OPenFGA is an open source authorization/permission engine built for developers. OpenFGA versions v1.1.0 and prior are vulnerable to a DoS attack when Check and ListObjects calls are executed against authorization models that contain circular relationship definitions. Users are affected by this vulnerability if they are using OpenFGA v1.1.0 or earlier, and if you are executing `Check` or `ListObjects` calls against a vulnerable authorization model. Users are advised to upgrade to version 1.1.1. There are no known workarounds for this vulnerability.
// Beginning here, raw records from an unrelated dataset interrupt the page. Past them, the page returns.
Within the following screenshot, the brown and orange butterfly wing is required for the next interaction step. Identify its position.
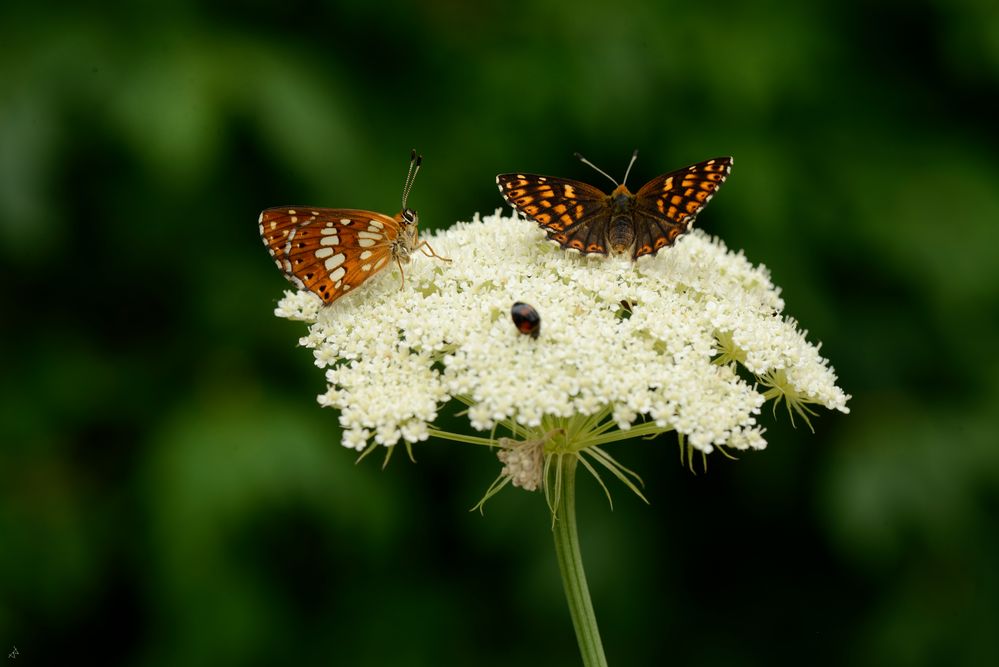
[632,157,732,259]
[260,206,401,304]
[496,174,610,254]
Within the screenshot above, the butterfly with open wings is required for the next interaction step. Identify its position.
[496,151,732,260]
[259,150,451,305]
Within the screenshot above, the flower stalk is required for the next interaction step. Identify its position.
[552,454,607,667]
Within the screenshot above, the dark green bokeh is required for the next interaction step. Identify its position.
[0,0,999,666]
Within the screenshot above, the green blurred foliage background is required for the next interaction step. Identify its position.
[0,0,999,666]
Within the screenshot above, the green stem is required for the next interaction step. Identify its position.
[553,454,607,667]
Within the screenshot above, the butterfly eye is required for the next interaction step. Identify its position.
[510,301,541,338]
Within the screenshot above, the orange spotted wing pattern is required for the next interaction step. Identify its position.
[496,157,732,259]
[259,150,451,305]
[260,206,415,303]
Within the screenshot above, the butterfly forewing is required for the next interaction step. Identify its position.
[496,157,732,259]
[635,157,732,232]
[496,174,607,240]
[260,206,400,304]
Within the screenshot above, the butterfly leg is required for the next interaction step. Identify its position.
[417,241,451,264]
[395,257,406,291]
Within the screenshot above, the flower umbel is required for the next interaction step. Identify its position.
[275,206,849,466]
[276,212,849,667]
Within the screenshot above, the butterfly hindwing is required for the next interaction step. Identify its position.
[260,206,400,304]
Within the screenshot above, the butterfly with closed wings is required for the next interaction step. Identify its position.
[260,150,451,305]
[496,150,732,260]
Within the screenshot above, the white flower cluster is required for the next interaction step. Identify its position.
[276,211,849,452]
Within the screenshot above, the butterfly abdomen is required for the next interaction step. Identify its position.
[607,215,635,253]
[607,185,635,253]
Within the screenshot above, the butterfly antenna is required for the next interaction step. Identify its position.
[573,153,618,185]
[621,148,638,185]
[402,148,423,209]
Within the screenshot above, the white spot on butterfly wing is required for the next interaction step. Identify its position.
[326,250,347,270]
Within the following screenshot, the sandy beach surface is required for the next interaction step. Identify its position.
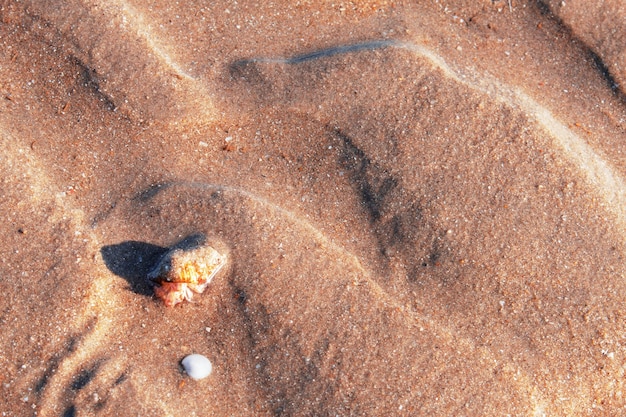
[0,0,626,417]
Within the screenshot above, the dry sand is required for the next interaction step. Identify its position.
[0,0,626,417]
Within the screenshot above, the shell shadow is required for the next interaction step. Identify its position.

Users that do not have circular relationships in their models are not affected.
This vulnerability carries a MEDIUM severity rating with a CVSS v3.1 score of 5.9, indicating it can be exploited remotely over the network but requires specific conditions to be met without requiring user interaction and does not require pre-existing privileges . The vulnerability impacts and availability (service disruption) for affected systems. Impacting 1 product from openfga organizations running these solutions should prioritize assessment and patching.
Reported in 2023, this vulnerability emerged during an era marked by increased sophistication in supply chain attacks, cloud infrastructure vulnerabilities, and software-as-a-service (SaaS) security challenges. Security practices during this period emphasized zero-trust architectures, container security, and API protection.
2023-06-26T20:15:10.580
2024-11-21T08:09:00.350
Modified
CVSSv3.1: 5.9 (MEDIUM)
SecUtils normalizes and enriches National Vulnerability Database (NVD) records by standardizing vendor and product identifiers, aggregating vulnerability metadata from both NVD and MITRE sources, and providing structured context for security teams. For openfga's affected products, we extract Common Platform Enumeration (CPE) data, Common Weakness Enumeration (CWE) classifications, CVSS severity metrics, and reference data to enable rapid vulnerability prioritization and asset correlation. This record contains no exploit code, proof-of-concept instructions, or attack methodologies—only defensive intelligence necessary for patch management, risk assessment, and security operations.